In: Finance
Buchholz Corporation follows a moderate current asset investment policy, but is now considering a change, perhaps to a restricted or maybe to a relaxed policy. The firm's annual sales are $400,000; its fixed assets are $100,000; its target capital structure calls for 50% debt and 50% equity; its EBIT is $50,000; the interest rate on debt is 8%; and its tax rate is 25%. With a restricted policy, current assets will be 15% of sales, while under a relaxed policy, current assets will be 25% of sales. What is the difference in the projected ROEs between the restricted and relaxed policies? Enter your answer rounded to two decimal places. Do not enter % in the answer box. For example, if your answer is 0.12345 or 12.345% then enter as 12.35 in the answer box.
Restricted policy
Sales = 400000
Current assets = 15 % of sales= 60000
Fixed Assets = 100000
Total Assets = Fixed assets + Current assetes = 160000
Capital strucuture = 50% debt, 50% equity
So, Equity = 80000
Debt = 50% of 160000 =80000
EBIT = 50000
Interest = 8% of debt
8% of 80000 6400
Tax rate = 25%
Net income = ( EBIT-Interest) * (1-tax rate)
(50000-6400)*(1-25%)
= $32700
ROE formula = Net income / Equity
32700/80000= 0.40875 or 40.88%
So, ROE under restricted policy is 40.88%
Relaxed policy
Sales = 400000
Current assets = 25 % of sales= 100000
Fixed Assets = 100000
Total Assets = Fixed assets + Current assetes = 200000
Capital strucuture = 50% debt, 50% equity
So, Equity = 100000
Debt = 50% of 160000 100000
EBIT = 50000
Interest = 8% of debt
8% of 100000 8000
Tax rate = 25%
Net income = ( EBIT-Interest) * (1-tax rate)

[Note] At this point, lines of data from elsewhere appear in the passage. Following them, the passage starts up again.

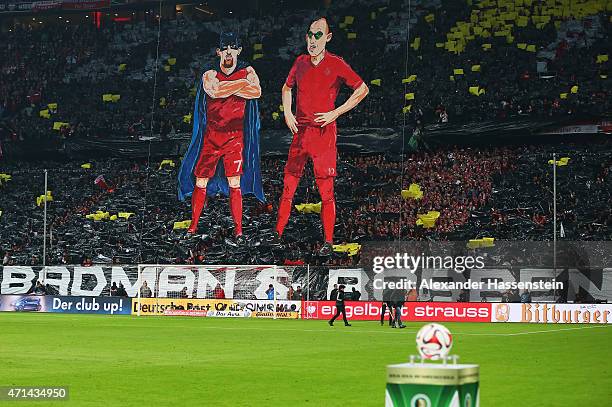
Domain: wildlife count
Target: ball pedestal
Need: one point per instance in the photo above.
(420, 384)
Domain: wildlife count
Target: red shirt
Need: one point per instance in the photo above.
(318, 85)
(226, 114)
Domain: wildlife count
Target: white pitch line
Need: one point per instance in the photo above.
(349, 330)
(386, 331)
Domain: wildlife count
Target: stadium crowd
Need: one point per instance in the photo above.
(501, 192)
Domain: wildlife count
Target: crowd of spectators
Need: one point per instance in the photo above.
(503, 192)
(73, 65)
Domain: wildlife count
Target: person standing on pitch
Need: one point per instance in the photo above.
(317, 76)
(340, 307)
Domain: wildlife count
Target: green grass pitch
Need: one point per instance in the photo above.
(183, 361)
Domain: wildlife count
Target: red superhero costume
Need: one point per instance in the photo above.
(317, 89)
(223, 137)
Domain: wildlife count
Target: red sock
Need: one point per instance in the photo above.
(236, 209)
(328, 207)
(198, 198)
(284, 206)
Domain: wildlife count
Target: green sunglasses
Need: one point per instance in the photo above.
(317, 35)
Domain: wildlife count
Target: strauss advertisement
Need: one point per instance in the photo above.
(412, 311)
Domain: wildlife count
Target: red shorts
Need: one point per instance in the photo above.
(217, 144)
(316, 143)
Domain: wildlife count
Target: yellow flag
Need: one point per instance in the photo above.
(309, 208)
(182, 225)
(59, 125)
(164, 163)
(352, 249)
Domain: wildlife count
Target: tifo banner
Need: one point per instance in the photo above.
(411, 311)
(69, 305)
(316, 283)
(548, 313)
(217, 308)
(42, 5)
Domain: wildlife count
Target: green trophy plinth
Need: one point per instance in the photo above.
(432, 385)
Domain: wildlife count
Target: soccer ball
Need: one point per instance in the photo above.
(434, 341)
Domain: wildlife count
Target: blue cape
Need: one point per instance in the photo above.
(250, 180)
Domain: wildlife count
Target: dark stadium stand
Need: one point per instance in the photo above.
(547, 71)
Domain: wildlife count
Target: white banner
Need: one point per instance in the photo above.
(550, 313)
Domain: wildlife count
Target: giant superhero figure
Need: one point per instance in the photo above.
(226, 129)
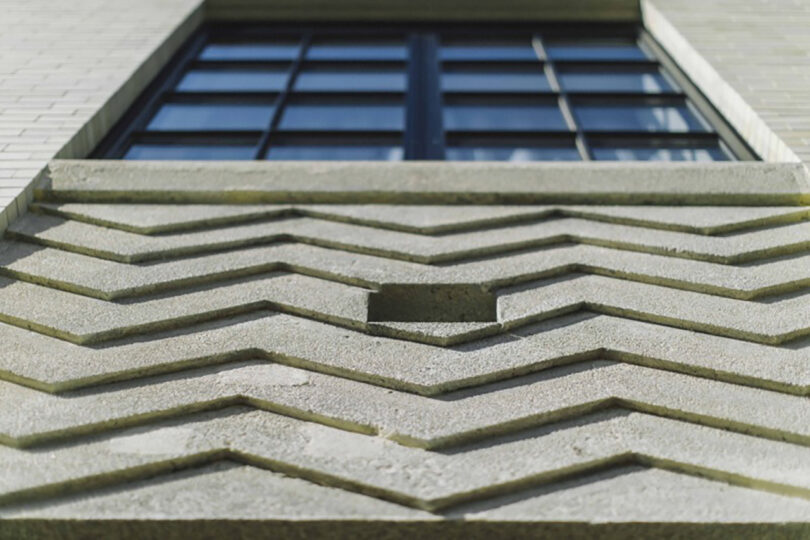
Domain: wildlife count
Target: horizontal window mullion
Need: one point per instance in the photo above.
(216, 136)
(597, 66)
(656, 139)
(627, 98)
(220, 97)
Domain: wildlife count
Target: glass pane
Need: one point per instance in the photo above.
(496, 153)
(488, 51)
(233, 81)
(664, 118)
(467, 81)
(347, 116)
(176, 151)
(351, 81)
(595, 50)
(358, 51)
(650, 83)
(503, 117)
(250, 51)
(347, 153)
(660, 154)
(212, 117)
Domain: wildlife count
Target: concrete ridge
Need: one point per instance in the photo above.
(557, 452)
(54, 365)
(742, 183)
(112, 280)
(90, 320)
(31, 418)
(428, 220)
(130, 247)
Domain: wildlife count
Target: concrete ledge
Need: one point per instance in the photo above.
(426, 183)
(388, 529)
(425, 10)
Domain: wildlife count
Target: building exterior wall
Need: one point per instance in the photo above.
(352, 350)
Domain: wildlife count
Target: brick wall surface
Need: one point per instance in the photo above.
(63, 68)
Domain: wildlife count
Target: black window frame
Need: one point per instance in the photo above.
(423, 137)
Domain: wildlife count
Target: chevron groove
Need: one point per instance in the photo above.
(144, 338)
(409, 419)
(153, 218)
(557, 452)
(55, 365)
(128, 247)
(110, 280)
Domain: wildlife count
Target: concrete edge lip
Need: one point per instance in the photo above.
(742, 183)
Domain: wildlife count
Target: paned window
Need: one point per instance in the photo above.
(515, 93)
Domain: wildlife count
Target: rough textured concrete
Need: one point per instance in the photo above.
(589, 367)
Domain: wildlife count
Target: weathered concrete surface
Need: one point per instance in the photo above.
(560, 369)
(427, 183)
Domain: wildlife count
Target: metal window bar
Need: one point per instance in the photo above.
(278, 110)
(564, 103)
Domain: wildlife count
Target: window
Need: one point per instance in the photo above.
(521, 93)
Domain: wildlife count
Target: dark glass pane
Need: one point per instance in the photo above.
(504, 153)
(336, 152)
(211, 117)
(595, 50)
(351, 81)
(495, 81)
(488, 51)
(660, 154)
(250, 51)
(663, 118)
(503, 117)
(650, 83)
(345, 116)
(176, 151)
(233, 81)
(358, 51)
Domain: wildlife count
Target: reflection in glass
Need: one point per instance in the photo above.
(358, 51)
(211, 117)
(503, 117)
(250, 51)
(491, 51)
(467, 81)
(336, 152)
(346, 116)
(507, 153)
(233, 81)
(177, 151)
(650, 83)
(660, 154)
(662, 118)
(351, 81)
(606, 50)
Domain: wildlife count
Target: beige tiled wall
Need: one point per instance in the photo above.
(67, 69)
(751, 58)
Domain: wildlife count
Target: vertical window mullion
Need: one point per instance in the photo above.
(564, 102)
(283, 97)
(424, 133)
(156, 99)
(414, 138)
(433, 124)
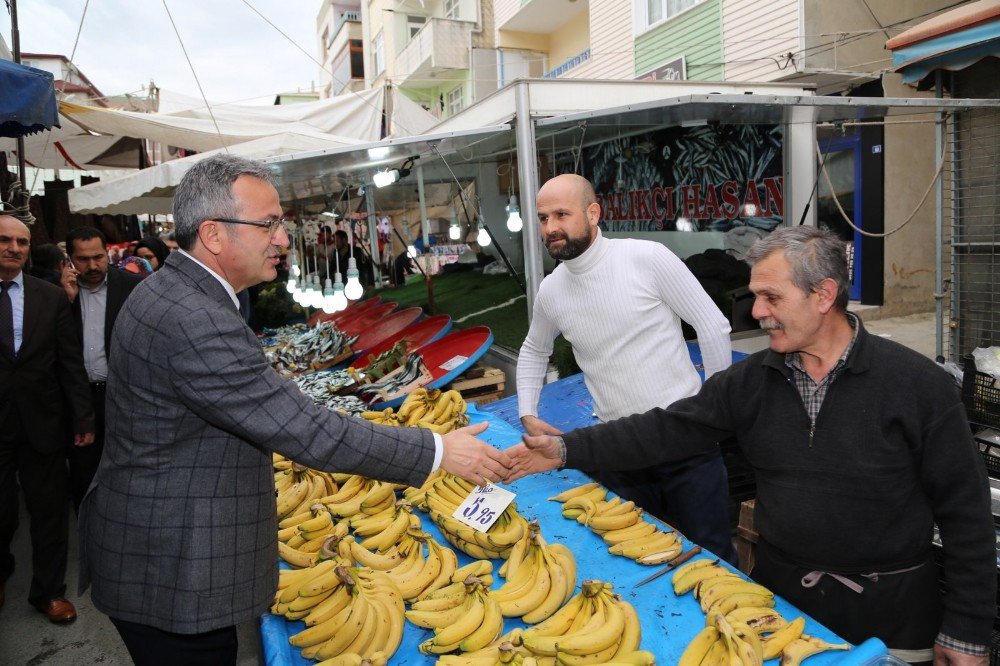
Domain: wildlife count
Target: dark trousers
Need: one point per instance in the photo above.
(149, 646)
(904, 610)
(692, 495)
(83, 460)
(43, 478)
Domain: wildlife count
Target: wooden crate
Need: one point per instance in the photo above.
(746, 537)
(480, 384)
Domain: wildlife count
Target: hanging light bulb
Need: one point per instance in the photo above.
(329, 303)
(483, 237)
(339, 300)
(317, 293)
(353, 289)
(514, 223)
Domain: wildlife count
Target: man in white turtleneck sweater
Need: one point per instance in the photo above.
(619, 303)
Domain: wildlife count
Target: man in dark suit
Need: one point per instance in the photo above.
(178, 531)
(97, 295)
(43, 392)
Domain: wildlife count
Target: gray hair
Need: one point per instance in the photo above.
(206, 192)
(814, 254)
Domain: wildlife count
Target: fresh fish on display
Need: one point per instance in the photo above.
(301, 349)
(322, 387)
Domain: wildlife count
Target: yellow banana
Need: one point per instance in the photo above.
(574, 492)
(775, 644)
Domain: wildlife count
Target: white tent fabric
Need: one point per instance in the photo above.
(358, 117)
(71, 147)
(151, 190)
(408, 118)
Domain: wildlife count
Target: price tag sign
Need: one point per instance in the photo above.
(483, 506)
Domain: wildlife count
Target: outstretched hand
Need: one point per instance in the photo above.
(474, 460)
(533, 455)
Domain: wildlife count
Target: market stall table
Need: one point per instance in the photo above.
(668, 622)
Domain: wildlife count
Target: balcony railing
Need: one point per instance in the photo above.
(440, 45)
(578, 59)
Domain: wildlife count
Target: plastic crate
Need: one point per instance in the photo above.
(981, 397)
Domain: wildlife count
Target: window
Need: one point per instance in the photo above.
(378, 54)
(414, 24)
(456, 100)
(650, 12)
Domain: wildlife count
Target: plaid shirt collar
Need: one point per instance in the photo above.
(812, 392)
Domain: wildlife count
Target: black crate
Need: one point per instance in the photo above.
(981, 397)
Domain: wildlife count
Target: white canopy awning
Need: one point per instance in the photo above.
(356, 117)
(151, 190)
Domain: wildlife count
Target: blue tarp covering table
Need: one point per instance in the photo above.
(668, 622)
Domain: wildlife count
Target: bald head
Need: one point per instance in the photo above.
(15, 239)
(568, 215)
(576, 187)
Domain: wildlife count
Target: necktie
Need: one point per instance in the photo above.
(6, 320)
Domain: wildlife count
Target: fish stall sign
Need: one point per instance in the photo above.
(711, 177)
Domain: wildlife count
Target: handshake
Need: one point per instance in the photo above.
(472, 459)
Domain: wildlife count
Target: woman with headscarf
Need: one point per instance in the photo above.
(153, 250)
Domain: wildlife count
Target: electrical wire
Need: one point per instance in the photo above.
(195, 75)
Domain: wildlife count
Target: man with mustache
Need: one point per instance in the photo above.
(96, 295)
(619, 303)
(860, 447)
(43, 399)
(178, 531)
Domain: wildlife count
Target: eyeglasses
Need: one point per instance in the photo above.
(271, 225)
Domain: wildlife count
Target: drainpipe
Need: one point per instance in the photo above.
(939, 229)
(527, 169)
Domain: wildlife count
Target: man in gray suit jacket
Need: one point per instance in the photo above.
(178, 531)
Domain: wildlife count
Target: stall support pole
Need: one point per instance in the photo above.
(527, 169)
(425, 225)
(373, 237)
(15, 41)
(939, 229)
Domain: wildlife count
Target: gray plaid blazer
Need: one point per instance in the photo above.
(178, 529)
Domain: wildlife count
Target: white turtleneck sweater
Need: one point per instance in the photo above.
(620, 305)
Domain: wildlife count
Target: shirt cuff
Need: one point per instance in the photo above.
(438, 451)
(961, 646)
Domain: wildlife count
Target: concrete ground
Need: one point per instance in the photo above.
(27, 638)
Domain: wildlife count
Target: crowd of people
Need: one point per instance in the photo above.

(50000-8000)*(1-25%)= 31500
ROE formula = Net income / Equity
31500/100000= 0.315 or 31.5%
So, ROE under relaxed policy is 31.5%
Under Restricted policy ROE is 40.88% while under Relaxed policy is 31.50%. so there is difference of 9.38% in RoE. Roe is more in case of Restricted policy. So this is favourable.